Latest Journal Entries
In traveling I have discovered that I know nothing. The vast world remains unexplained. Every simple generalization such as globalization is built on the observations of others. None of us can provide the whole truth. No one on this planet has much more than a 100 years experience. How can we trust something from a book? We walk on this planet mystified, searching.
Even scientists, who we trust to tell us the truth, only have theories. Each day we are given hearsay, second-hand knowledge, and lies to decipher rather than true empirical knowledge gained with our own senses. Life remains a mystery.
We know love exists. It doesn’t take a hundred years to figure that out. We know anger, violence, destruction, war. And we know peace. But which do we prefer?
I’ve traveled all over America. I met many kind folks. I observed the many ways people live. Then I traveled around the world. I was dumbfounded by how much I thought I knew and how wrong I’d been. I’ve concluded that whatever simulations I experienced via the media and while visiting theme parks, they do not constitute my truth.
I’ve been taking pictures since I was 14. This is an archive of my life experience. The world and its cultures are in constant flux. These photos are no longer true. The reality presented here disappeared as I clicked the shutter.
So what do I know? What is knowledge and what is true? The answers cannot be homogenized.
I can, for a few hundred dollars, plus, in some cases, the cost of a visa, get on an airplane and within hours land in nearly any country in the world. Never in the history of humanity has it been possible for a relative commoner to do such a thing. At the same time, the irony of this is that many people will starve to death for lack of the funds it takes me to do so. I can also visit some of the most beautiful places on the planet – as close as one can come to paradise in this life. My boggled mind ponders such concepts, realities and contrasts.
The images I’ve made traveling the past 15 years, first in the US and then abroad, document the homogenization of American culture – the subcultures and apathy this has spawned in acts of resistance. I’ve seen, outside our borders, a micro sampling of what could disappear and how others are being affected as this becomes the global status quo.

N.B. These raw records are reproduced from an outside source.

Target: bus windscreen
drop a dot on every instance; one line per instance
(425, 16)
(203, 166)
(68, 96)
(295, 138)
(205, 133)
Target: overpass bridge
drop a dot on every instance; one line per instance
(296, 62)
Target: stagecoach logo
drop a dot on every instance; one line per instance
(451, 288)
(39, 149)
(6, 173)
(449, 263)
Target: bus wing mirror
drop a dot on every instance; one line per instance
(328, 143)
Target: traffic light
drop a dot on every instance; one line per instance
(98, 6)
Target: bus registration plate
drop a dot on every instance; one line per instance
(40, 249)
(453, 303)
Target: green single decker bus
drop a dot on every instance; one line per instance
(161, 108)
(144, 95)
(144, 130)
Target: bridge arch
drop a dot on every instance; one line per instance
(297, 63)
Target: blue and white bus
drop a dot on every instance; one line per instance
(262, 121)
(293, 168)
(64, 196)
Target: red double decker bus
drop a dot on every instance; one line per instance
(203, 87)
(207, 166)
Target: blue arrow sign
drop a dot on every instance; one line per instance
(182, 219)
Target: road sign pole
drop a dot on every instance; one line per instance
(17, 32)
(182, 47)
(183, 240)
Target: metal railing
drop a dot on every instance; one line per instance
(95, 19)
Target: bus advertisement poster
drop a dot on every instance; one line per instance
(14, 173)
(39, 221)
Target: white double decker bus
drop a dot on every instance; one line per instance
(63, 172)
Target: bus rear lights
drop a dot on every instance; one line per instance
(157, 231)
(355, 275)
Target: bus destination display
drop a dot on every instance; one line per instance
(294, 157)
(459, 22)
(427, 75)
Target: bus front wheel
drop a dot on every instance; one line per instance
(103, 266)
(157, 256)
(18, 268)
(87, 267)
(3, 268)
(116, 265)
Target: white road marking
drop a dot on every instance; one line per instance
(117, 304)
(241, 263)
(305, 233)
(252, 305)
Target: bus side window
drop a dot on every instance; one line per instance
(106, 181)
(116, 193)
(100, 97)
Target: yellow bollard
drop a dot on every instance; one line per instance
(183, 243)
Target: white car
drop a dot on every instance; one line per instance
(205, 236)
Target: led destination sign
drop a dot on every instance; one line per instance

On the other hand, I’ve witnessed deeply sacred religious ceremonies; seen hundreds of sunsets and sunrises; watched a huge whale swim under my boat; and met people generous enough to offer me their last meal.
So, I have to ask myself, is the simulation culture that is becoming the status quo a dangerous manifestation to the creativity and psychological health of humankind? And at the same time, what is the value of the ancient cultures and everyday people both inside the United States and in every nation of the world? Without laying blame on one nation, I think many countries and individuals have created this situation. I wonder if we need all this, this so-called progress.
I hope these photos and writings, a typological study of what I’ve seen, felt, experienced – some of these expressions are intended as true documents, others as artful – will make the viewer question what they think they know and what they might not have considered.
This is our landscape. This is our cultural legacy. This is where we live. What kind of world do we want to live in?